The environment is containerized. It should run seamlessly via Docker or bare metal Python.

Via Bare Metal:

pip install -r requirements.txt
export OPENAI_API_KEY="sk-..."       # Or any valid proxy like Groq
export TASK_LEVEL="medium"           # "easy" | "medium" | "hard"
python inference.py

Via Docker:

docker build -t openenv-scheduler .
docker run -e OPENAI_API_KEY="sk-..." -e TASK_LEVEL="easy" openenv-scheduler

Action Space

The agent navigates the environment using the step_environment tool. The action schema expects a JSON object containing:

  • action_type: Evaluated string routing. One of ['lookup_employee', 'view_calendar', 'book_meeting', 'cancel_meeting', 'submit_task']
  • employee_ids: Array of strings (e.g. ["charlie", "alice"])
  • start_time: ISO 8601 string containing timezone information
  • end_time: ISO 8601 string containing timezone information
  • meeting_id: String (UUID) targeted for cancellation

Observation Space

The environment emits a strict observation dictionary after every action:

  • current_simulated_time: Static simulated execution time in ISO 8601.
  • task_description: The specific instructions and targets for the chosen episode difficulty.
  • last_action_result: Outcome array/string of the previously called functionality (e.g. returned calendars).
  • error_message: Missing variables, formatting limitations, or failed logical constraint messages (e.g. "Outside working hours for {employee}").
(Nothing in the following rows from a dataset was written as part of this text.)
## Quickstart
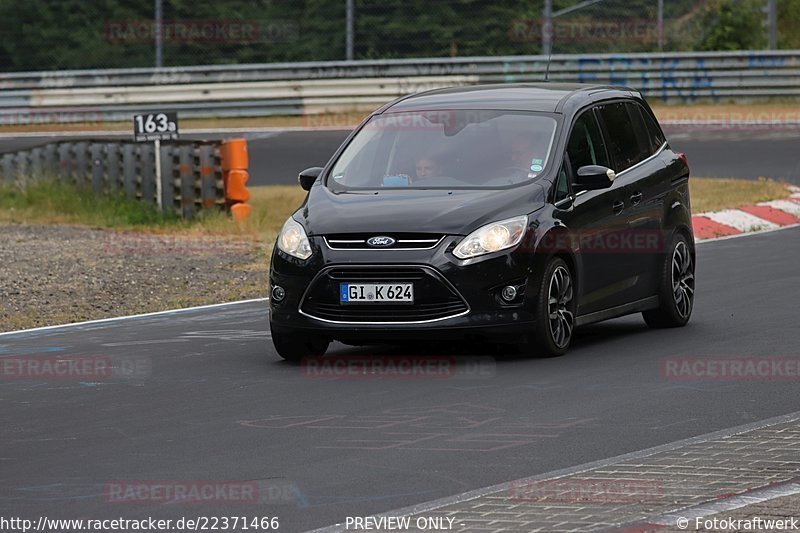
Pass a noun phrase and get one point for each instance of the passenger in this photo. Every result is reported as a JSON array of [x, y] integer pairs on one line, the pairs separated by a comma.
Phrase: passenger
[[428, 167]]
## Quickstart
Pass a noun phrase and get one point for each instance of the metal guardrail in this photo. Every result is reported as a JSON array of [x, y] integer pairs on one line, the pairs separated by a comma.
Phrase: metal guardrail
[[340, 86], [192, 173]]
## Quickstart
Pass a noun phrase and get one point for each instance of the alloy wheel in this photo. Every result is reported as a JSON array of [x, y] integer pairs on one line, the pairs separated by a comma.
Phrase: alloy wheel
[[560, 296], [682, 279]]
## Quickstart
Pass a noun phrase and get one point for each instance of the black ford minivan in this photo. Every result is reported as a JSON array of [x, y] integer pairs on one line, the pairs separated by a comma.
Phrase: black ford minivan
[[513, 213]]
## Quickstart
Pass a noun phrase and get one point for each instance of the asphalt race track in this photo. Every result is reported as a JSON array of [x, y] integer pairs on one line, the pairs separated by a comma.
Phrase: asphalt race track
[[208, 399], [277, 156]]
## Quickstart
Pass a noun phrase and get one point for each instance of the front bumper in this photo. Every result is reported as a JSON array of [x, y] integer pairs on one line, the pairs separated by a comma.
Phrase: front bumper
[[476, 283]]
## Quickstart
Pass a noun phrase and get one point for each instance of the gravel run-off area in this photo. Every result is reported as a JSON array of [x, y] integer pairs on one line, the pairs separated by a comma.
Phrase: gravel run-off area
[[55, 274]]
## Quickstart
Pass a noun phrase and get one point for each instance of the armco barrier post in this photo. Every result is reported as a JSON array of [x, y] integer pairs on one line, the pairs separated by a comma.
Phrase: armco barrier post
[[36, 162], [96, 152], [186, 175], [147, 164], [208, 175], [129, 170], [50, 155], [167, 179], [81, 162], [112, 166], [234, 176], [65, 161], [8, 174]]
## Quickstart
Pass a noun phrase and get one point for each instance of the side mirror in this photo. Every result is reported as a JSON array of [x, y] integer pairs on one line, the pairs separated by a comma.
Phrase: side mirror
[[308, 177], [593, 177]]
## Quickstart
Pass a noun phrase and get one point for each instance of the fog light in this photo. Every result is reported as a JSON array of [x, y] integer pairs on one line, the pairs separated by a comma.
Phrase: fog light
[[509, 293], [278, 294]]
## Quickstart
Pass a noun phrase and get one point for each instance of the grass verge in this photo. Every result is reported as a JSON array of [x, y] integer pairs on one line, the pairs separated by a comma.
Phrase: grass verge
[[49, 202], [722, 111], [714, 194]]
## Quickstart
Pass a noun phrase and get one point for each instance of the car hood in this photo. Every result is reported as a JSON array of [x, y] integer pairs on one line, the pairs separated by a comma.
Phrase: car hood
[[454, 212]]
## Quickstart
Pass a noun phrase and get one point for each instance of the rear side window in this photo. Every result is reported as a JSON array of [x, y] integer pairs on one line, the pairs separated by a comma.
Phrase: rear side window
[[628, 140], [585, 145]]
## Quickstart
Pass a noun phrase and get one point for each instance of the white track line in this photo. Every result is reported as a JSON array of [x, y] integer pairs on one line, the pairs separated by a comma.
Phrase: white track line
[[128, 317], [788, 206], [744, 222]]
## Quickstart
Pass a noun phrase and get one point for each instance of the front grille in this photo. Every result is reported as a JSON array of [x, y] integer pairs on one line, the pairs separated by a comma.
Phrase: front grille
[[434, 297], [403, 241]]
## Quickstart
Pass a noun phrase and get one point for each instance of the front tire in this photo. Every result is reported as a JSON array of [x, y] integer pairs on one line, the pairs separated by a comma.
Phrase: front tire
[[294, 347], [676, 290], [555, 312]]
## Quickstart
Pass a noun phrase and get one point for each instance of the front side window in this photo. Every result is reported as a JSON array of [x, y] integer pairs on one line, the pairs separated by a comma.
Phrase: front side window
[[585, 145], [622, 120], [446, 149]]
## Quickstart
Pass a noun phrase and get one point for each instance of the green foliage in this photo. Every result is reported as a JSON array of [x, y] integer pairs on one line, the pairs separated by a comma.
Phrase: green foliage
[[75, 204], [788, 22], [734, 25], [76, 34]]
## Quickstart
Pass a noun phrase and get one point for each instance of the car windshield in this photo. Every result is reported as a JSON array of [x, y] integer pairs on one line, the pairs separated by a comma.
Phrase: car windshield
[[446, 149]]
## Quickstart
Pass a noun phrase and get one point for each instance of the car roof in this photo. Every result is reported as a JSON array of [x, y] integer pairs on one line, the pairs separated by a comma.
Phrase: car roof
[[545, 97]]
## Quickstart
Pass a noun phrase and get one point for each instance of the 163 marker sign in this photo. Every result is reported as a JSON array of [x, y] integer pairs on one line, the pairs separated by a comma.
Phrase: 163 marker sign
[[155, 127]]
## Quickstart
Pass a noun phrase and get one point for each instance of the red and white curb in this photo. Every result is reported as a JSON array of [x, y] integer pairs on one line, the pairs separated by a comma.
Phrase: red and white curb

Task Descriptions & Difficulty

  • Easy: Book a 30-minute sync between two people in the identical timezone (UTC) tomorrow.
    • Evaluation: Tests basic JSON array filtering and time addition within standard constraints.
  • Medium: Schedule a 1-hour global all-hands matching the active 9-to-5 working hours of 4 specific employees across distinct timezones (PST, EST, UTC, and CST).
    • Evaluation: Tests rigorous temporal overlap arithmetic. There is exactly one valid 1-hour global window where all 4 conditions are met.
  • Hard: The CEO needs an urgent sync that overlaps a booked slot. The agent must override a "low priority" internal meeting to book the VIP event, and reschedule the bumped meeting, all without cancelling "high priority" syncs.
    • Evaluation: Tests multi-hop logic, priority understanding, and state backtracking over multiple continuous actions.

Baseline Scores

Testing was conducted locally with llama-3.3-70b-versatile (Groq) heavily capped by MAX_STEPS = 15.

Difficulty Baseline Score (Total Reward) Observations
Easy 1.0 Successfully deduced calendar holes, passed the constraint checker, and successfully booked.
Medium 0.2 Successfully filtered out the employee IDs and scanned calendars, but critically failed to blindly deduce the precise global hour overlap. Trapped in an iterative trial-and-error cycle until max steps were reached.
Hard 0.1 - 0.2 Agent correctly maps the target IDs but is mathematically bottlenecked similar to the Medium benchmark. Exhausts tools prior to completion.